Every other sentence on every other page, the reader is torn between wanting to yell at Lisa to stop what she's doing or slap her and tell her to just snap out of it. What's even more unsettling is how real her obsession is and how, in some small way, we are all victims of this "bad body double." The staring in the mirror and finding the image wanting, the constant counting of calories and the hyperfocus on exercise when dieting. (There's a certain Otis Spunkmeyer snack I still refer to as "The 3-Mile Muffin.") We empathize enough with Lisa to wonder a little if we, too, lack enough self-esteem to warrant being classified as victims of a disorder. But the severity of Lisa's problem is evident in the fact that she's losing old good friends, making new worse ones, and causing her family concern. The reader is curious that, as Lisa assumes the role of Famine, if global evidence will even be enough to make her self-aware.

This book is also personal to Jackie as an author -- in her afterword, she explains that "Lisa" was real. It was not Jackie personally (though the author did have her own brush with eating disorder in her teens), but a very close friend who alienated Jackie over the issue. Unfortunately, as reality often does, the Real Lisa's story did not end happily . . . but I shall let Jackie explain it to you in words far more eloquent and heart-wrenching than mine.

It seems that Hunger was a book Jackie had always meant to write in the back of her mind, but never had the chance to. I am very glad this dream has come to fruition, and glad that we all have the chance to share this very important work. I urge you all to read this book, and then hand it to a teenager. Tell them it's got this really awesome horse in it.

Title: Alien Invasion & Other Inconveniences
Author: Brian Yansky
Audio Read By: Alexander Cendese
EAN: 9781441889966

Yansky's book starts sort of like a gunshot, with -- you guessed it -- an alien invasion. I enjoy this get-right-to-it mentality in books I listen to on audio, because (let's be honest) I bore easily. Sometimes, having a book read to me on tape is so incredibly soothing that my mind starts to wander, or simply falls asleep altogether. So it helps when the no-nonsense author gets right down to business.
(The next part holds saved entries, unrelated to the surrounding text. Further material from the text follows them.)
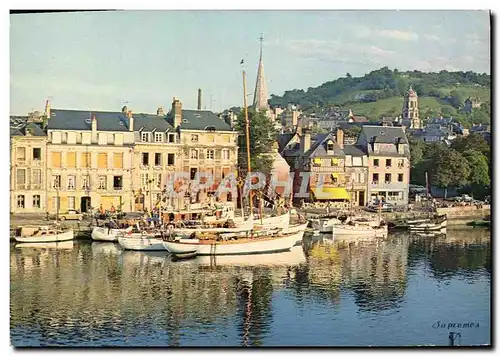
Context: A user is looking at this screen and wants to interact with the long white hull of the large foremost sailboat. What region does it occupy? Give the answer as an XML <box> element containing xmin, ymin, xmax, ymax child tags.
<box><xmin>163</xmin><ymin>224</ymin><xmax>306</xmax><ymax>255</ymax></box>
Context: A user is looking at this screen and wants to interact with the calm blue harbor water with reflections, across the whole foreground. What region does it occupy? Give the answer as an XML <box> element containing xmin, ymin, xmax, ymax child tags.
<box><xmin>10</xmin><ymin>228</ymin><xmax>491</xmax><ymax>347</ymax></box>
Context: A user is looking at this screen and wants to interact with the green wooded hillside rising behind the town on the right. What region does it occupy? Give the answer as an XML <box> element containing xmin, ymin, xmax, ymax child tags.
<box><xmin>270</xmin><ymin>67</ymin><xmax>491</xmax><ymax>126</ymax></box>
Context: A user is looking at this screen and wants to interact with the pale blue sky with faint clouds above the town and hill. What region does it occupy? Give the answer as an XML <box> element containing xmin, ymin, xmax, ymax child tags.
<box><xmin>10</xmin><ymin>10</ymin><xmax>490</xmax><ymax>115</ymax></box>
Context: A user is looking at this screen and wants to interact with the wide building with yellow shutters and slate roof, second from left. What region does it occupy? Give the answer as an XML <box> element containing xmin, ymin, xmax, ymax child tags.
<box><xmin>47</xmin><ymin>109</ymin><xmax>134</xmax><ymax>213</ymax></box>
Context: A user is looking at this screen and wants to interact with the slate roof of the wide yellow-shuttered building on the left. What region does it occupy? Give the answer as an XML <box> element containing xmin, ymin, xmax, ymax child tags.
<box><xmin>47</xmin><ymin>109</ymin><xmax>131</xmax><ymax>131</ymax></box>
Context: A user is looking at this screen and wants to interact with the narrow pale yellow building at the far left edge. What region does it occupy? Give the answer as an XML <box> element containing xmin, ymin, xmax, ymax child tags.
<box><xmin>10</xmin><ymin>123</ymin><xmax>47</xmax><ymax>213</ymax></box>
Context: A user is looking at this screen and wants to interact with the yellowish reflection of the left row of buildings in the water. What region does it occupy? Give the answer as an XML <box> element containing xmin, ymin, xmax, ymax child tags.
<box><xmin>10</xmin><ymin>243</ymin><xmax>296</xmax><ymax>345</ymax></box>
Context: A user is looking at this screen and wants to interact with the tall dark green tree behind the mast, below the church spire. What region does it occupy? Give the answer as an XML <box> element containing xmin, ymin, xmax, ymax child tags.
<box><xmin>236</xmin><ymin>108</ymin><xmax>277</xmax><ymax>174</ymax></box>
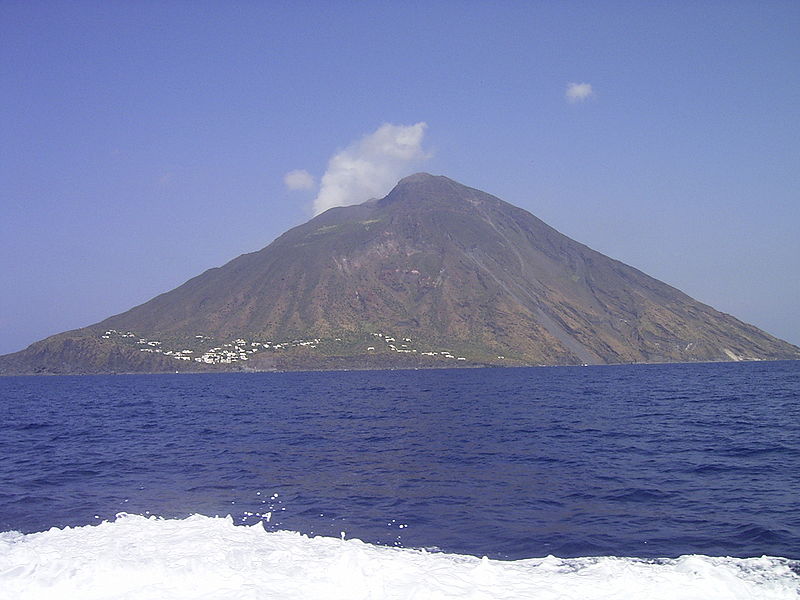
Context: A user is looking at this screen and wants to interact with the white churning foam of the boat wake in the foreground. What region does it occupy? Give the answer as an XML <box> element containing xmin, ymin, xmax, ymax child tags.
<box><xmin>0</xmin><ymin>514</ymin><xmax>800</xmax><ymax>600</ymax></box>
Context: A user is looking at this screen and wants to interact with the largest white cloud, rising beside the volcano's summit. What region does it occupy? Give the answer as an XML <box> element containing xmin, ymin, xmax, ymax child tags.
<box><xmin>314</xmin><ymin>122</ymin><xmax>429</xmax><ymax>215</ymax></box>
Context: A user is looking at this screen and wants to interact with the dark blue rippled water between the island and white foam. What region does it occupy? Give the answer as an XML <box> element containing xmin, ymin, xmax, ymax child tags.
<box><xmin>0</xmin><ymin>362</ymin><xmax>800</xmax><ymax>558</ymax></box>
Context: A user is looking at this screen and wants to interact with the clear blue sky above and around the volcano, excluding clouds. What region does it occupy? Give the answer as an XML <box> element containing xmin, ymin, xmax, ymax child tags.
<box><xmin>0</xmin><ymin>0</ymin><xmax>800</xmax><ymax>353</ymax></box>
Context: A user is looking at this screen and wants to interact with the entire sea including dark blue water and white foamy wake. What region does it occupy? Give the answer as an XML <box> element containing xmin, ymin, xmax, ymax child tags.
<box><xmin>0</xmin><ymin>361</ymin><xmax>800</xmax><ymax>600</ymax></box>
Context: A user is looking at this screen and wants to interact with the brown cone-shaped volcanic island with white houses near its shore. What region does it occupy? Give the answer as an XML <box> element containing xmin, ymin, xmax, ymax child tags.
<box><xmin>0</xmin><ymin>174</ymin><xmax>800</xmax><ymax>372</ymax></box>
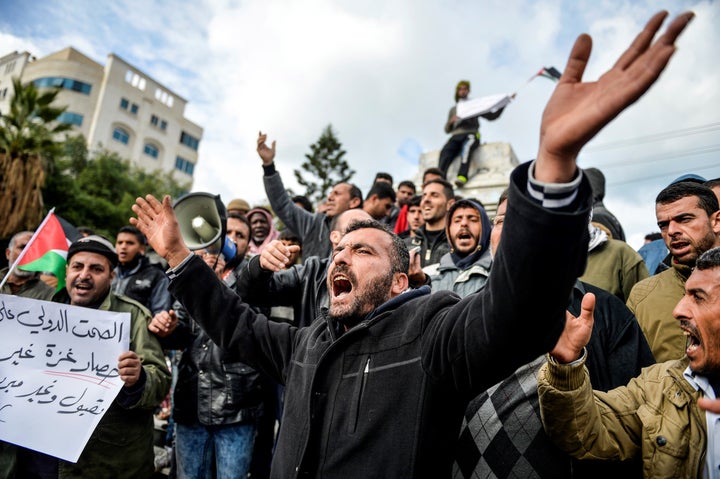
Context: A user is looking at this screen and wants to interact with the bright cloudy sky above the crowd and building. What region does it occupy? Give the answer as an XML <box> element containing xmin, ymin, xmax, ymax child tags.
<box><xmin>0</xmin><ymin>0</ymin><xmax>720</xmax><ymax>247</ymax></box>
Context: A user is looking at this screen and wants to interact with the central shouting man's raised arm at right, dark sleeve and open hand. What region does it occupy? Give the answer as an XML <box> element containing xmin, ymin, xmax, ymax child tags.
<box><xmin>425</xmin><ymin>9</ymin><xmax>692</xmax><ymax>395</ymax></box>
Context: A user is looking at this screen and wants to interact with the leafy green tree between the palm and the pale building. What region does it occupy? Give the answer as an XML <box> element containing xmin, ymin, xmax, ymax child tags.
<box><xmin>44</xmin><ymin>136</ymin><xmax>189</xmax><ymax>238</ymax></box>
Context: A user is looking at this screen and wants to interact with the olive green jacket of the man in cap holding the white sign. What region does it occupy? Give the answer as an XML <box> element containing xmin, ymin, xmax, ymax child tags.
<box><xmin>53</xmin><ymin>290</ymin><xmax>170</xmax><ymax>479</ymax></box>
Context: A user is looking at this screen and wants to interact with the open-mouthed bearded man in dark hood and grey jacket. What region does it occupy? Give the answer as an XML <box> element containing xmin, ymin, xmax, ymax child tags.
<box><xmin>430</xmin><ymin>199</ymin><xmax>492</xmax><ymax>298</ymax></box>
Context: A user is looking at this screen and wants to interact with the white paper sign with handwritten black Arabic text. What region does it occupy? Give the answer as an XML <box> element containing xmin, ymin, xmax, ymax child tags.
<box><xmin>0</xmin><ymin>295</ymin><xmax>130</xmax><ymax>462</ymax></box>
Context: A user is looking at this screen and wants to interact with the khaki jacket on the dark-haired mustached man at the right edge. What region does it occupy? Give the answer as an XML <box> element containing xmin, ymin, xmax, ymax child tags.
<box><xmin>627</xmin><ymin>264</ymin><xmax>692</xmax><ymax>363</ymax></box>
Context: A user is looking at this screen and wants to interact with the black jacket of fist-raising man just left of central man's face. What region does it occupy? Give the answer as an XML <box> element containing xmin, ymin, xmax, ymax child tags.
<box><xmin>236</xmin><ymin>256</ymin><xmax>330</xmax><ymax>327</ymax></box>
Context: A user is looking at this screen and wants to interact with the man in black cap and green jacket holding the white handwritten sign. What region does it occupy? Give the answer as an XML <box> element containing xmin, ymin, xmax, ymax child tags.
<box><xmin>10</xmin><ymin>236</ymin><xmax>170</xmax><ymax>478</ymax></box>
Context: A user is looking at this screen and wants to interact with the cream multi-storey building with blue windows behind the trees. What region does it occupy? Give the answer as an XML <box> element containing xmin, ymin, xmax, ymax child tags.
<box><xmin>0</xmin><ymin>47</ymin><xmax>203</xmax><ymax>184</ymax></box>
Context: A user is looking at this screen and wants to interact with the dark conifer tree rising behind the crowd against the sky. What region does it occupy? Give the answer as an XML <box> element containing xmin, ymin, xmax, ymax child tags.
<box><xmin>293</xmin><ymin>125</ymin><xmax>355</xmax><ymax>203</ymax></box>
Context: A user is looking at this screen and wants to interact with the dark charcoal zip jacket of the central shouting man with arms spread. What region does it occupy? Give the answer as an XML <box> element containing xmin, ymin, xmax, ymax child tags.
<box><xmin>170</xmin><ymin>165</ymin><xmax>590</xmax><ymax>479</ymax></box>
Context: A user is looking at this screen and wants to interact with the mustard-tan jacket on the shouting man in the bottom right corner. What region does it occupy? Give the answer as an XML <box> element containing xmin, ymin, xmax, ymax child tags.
<box><xmin>538</xmin><ymin>359</ymin><xmax>707</xmax><ymax>479</ymax></box>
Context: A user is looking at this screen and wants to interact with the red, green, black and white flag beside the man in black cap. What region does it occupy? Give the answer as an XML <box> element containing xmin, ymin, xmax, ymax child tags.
<box><xmin>16</xmin><ymin>208</ymin><xmax>80</xmax><ymax>291</ymax></box>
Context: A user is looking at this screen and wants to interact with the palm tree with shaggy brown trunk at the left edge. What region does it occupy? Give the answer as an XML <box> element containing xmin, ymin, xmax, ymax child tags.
<box><xmin>0</xmin><ymin>78</ymin><xmax>72</xmax><ymax>238</ymax></box>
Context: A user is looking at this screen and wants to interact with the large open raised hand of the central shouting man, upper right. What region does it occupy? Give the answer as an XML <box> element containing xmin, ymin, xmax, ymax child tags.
<box><xmin>535</xmin><ymin>11</ymin><xmax>693</xmax><ymax>183</ymax></box>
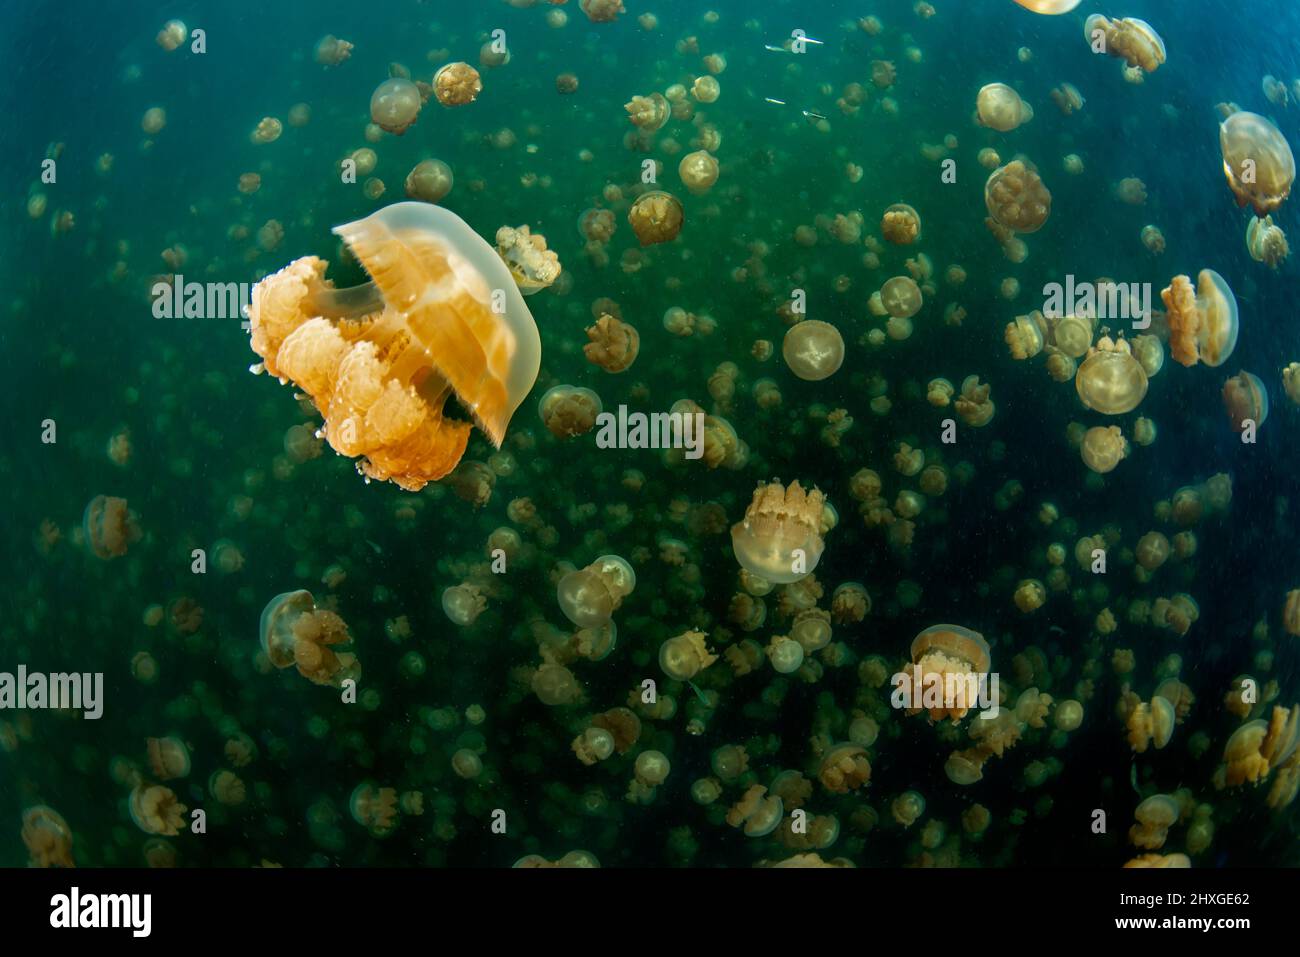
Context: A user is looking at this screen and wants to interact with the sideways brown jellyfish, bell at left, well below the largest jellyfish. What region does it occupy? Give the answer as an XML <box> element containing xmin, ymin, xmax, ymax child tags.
<box><xmin>259</xmin><ymin>589</ymin><xmax>360</xmax><ymax>688</ymax></box>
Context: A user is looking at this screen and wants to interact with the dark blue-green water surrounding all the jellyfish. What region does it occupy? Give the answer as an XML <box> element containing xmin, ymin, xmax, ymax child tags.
<box><xmin>0</xmin><ymin>0</ymin><xmax>1300</xmax><ymax>866</ymax></box>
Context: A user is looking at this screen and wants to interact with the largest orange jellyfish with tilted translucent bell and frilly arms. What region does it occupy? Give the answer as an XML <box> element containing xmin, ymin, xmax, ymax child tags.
<box><xmin>248</xmin><ymin>203</ymin><xmax>541</xmax><ymax>492</ymax></box>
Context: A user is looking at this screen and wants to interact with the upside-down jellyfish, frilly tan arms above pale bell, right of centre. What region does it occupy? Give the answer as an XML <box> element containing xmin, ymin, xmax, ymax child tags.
<box><xmin>732</xmin><ymin>481</ymin><xmax>826</xmax><ymax>585</ymax></box>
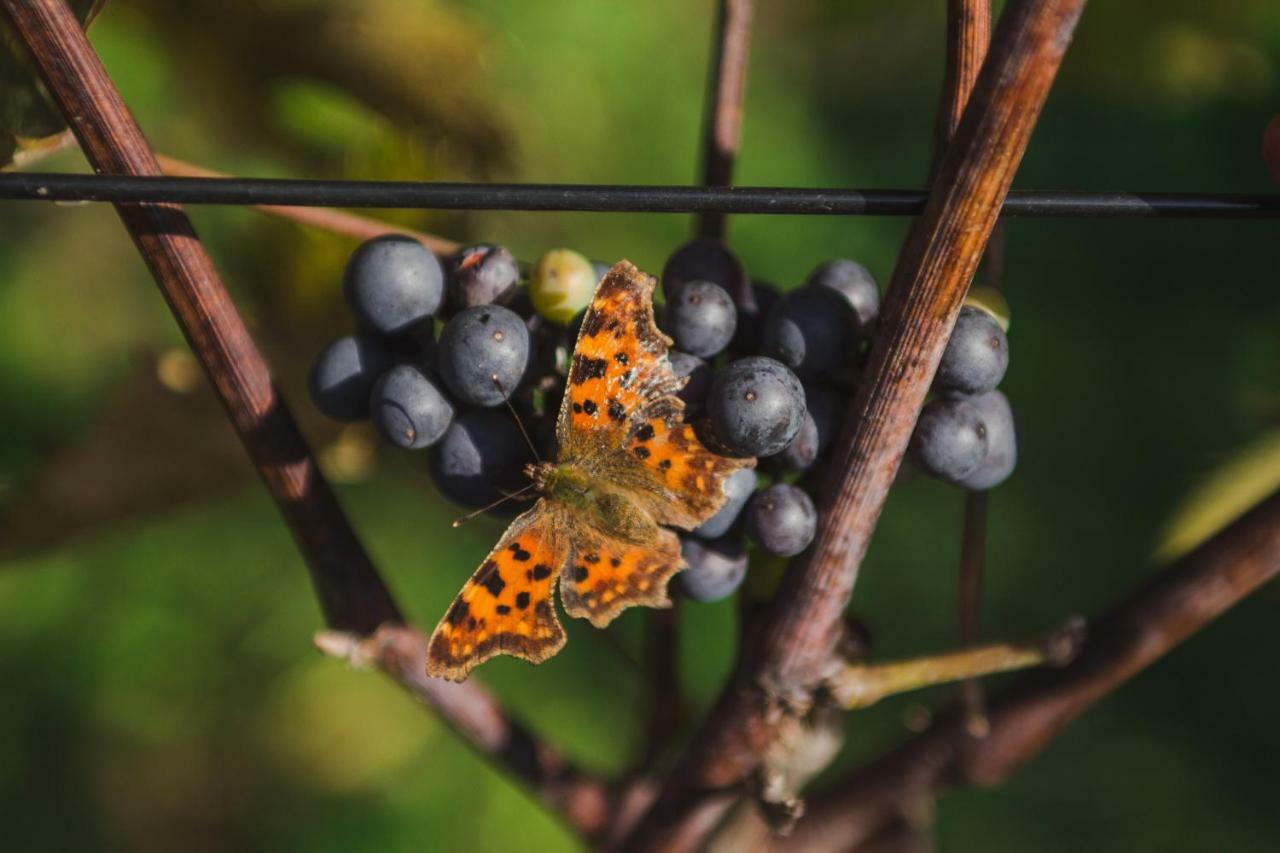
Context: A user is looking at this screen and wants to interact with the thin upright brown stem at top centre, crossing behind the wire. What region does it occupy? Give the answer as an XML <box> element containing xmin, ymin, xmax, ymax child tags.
<box><xmin>698</xmin><ymin>0</ymin><xmax>755</xmax><ymax>238</ymax></box>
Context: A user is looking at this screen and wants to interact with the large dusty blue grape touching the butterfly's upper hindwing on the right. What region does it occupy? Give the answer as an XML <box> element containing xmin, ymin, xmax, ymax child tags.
<box><xmin>707</xmin><ymin>356</ymin><xmax>804</xmax><ymax>456</ymax></box>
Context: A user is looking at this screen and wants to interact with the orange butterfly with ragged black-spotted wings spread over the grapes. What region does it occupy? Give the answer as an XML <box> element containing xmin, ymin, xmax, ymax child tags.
<box><xmin>426</xmin><ymin>260</ymin><xmax>755</xmax><ymax>681</ymax></box>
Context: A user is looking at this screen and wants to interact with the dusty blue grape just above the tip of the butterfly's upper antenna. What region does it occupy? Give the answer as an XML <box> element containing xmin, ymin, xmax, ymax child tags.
<box><xmin>438</xmin><ymin>305</ymin><xmax>530</xmax><ymax>406</ymax></box>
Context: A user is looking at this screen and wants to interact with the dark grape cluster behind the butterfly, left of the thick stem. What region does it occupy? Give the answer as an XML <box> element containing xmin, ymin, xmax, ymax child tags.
<box><xmin>310</xmin><ymin>236</ymin><xmax>896</xmax><ymax>601</ymax></box>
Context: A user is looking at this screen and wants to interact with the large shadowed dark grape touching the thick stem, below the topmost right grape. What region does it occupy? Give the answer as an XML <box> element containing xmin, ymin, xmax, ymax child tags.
<box><xmin>760</xmin><ymin>284</ymin><xmax>859</xmax><ymax>377</ymax></box>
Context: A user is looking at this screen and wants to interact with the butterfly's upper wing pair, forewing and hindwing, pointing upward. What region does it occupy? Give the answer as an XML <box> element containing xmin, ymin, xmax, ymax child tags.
<box><xmin>558</xmin><ymin>261</ymin><xmax>755</xmax><ymax>529</ymax></box>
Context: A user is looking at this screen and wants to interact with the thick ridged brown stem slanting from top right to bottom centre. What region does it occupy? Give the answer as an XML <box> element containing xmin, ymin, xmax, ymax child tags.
<box><xmin>630</xmin><ymin>0</ymin><xmax>1084</xmax><ymax>849</ymax></box>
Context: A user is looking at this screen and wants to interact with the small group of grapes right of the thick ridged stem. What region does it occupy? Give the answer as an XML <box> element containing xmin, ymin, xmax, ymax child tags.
<box><xmin>911</xmin><ymin>288</ymin><xmax>1018</xmax><ymax>491</ymax></box>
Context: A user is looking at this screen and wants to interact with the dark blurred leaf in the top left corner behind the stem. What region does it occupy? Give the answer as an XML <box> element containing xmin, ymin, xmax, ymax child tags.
<box><xmin>0</xmin><ymin>0</ymin><xmax>106</xmax><ymax>168</ymax></box>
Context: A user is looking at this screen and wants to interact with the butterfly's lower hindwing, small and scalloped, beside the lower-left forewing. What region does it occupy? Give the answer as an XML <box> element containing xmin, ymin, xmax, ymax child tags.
<box><xmin>561</xmin><ymin>528</ymin><xmax>684</xmax><ymax>628</ymax></box>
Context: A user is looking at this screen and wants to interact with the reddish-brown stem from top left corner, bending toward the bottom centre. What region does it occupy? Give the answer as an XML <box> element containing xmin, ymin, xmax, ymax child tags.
<box><xmin>0</xmin><ymin>0</ymin><xmax>604</xmax><ymax>835</ymax></box>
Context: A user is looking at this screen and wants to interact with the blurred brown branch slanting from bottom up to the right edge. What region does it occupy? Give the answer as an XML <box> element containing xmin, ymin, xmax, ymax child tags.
<box><xmin>778</xmin><ymin>492</ymin><xmax>1280</xmax><ymax>852</ymax></box>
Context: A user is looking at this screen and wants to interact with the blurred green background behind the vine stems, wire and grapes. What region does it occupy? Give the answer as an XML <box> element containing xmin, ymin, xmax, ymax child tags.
<box><xmin>0</xmin><ymin>0</ymin><xmax>1280</xmax><ymax>852</ymax></box>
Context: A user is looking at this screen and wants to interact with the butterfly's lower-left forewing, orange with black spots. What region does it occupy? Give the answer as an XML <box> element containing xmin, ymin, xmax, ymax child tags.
<box><xmin>426</xmin><ymin>500</ymin><xmax>570</xmax><ymax>681</ymax></box>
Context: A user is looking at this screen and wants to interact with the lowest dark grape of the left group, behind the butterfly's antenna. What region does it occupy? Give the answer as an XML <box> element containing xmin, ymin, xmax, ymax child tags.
<box><xmin>428</xmin><ymin>410</ymin><xmax>530</xmax><ymax>508</ymax></box>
It also helps to have an exceptionally engaging narrator like Alexander Cendese. Cendese's depth and breadth of vocal range makes for a cast of characters that feels like more than one person behind that microphone.

Yes, the minute after the story starts, ninety percent of the world's population dies. It happens easily enough -- Jesse, our main character, describes it as falling asleep, or simply being "turned off." Those humans who were spared have enough mental capacity to communicate with the cold, efficient aliens. These humans are rounded up and made slaves for the leader of the conquering party, an alien Jesse refers to as "Lord Vert." They are no longer referred to as people, but "product."

Jesse makes a few fast friends (a football star, a supermodel, and a nerd), and more than one deadly alien opponent. As time goes on, Jesse begins to have dreams of a girl somewhere else in the camp, a girl who knows about rebel groups to the west, and has grand ideas about escape. Meanwhile, Jesse and his friends all begin to realize that they all posses certain latent psychic abilities that have been awakened by the presence of the invaders. Suddenly, escape doesn't seem so impossible after all . . .

Because the storyline is so fast-paced, one doesn't mind so much that Yansky skims over certain details that bothered me about the aftermath of the invasion -- not once did he mention the smell of decomposing bodies that I imagine would have been pretty prominent after the death of almost everyone. And only one character's performance threw me out of the story completely: Cendese voices the character of an older woman in the camp, and I was shocked to find that she was only in her early sixties instead of an octogenarian with one foot in the grave. Perhaps that one was a bit too overplayed.

In the main, however, I enjoyed this story immensely. It was both fun and funny! I finished listening in record time, and some days went beyond my allotted listening time just to see what was going to happen next. If you are a fan of Adam Rex's The True Meaning of Smekday, then Alien Invasion is right up your alley.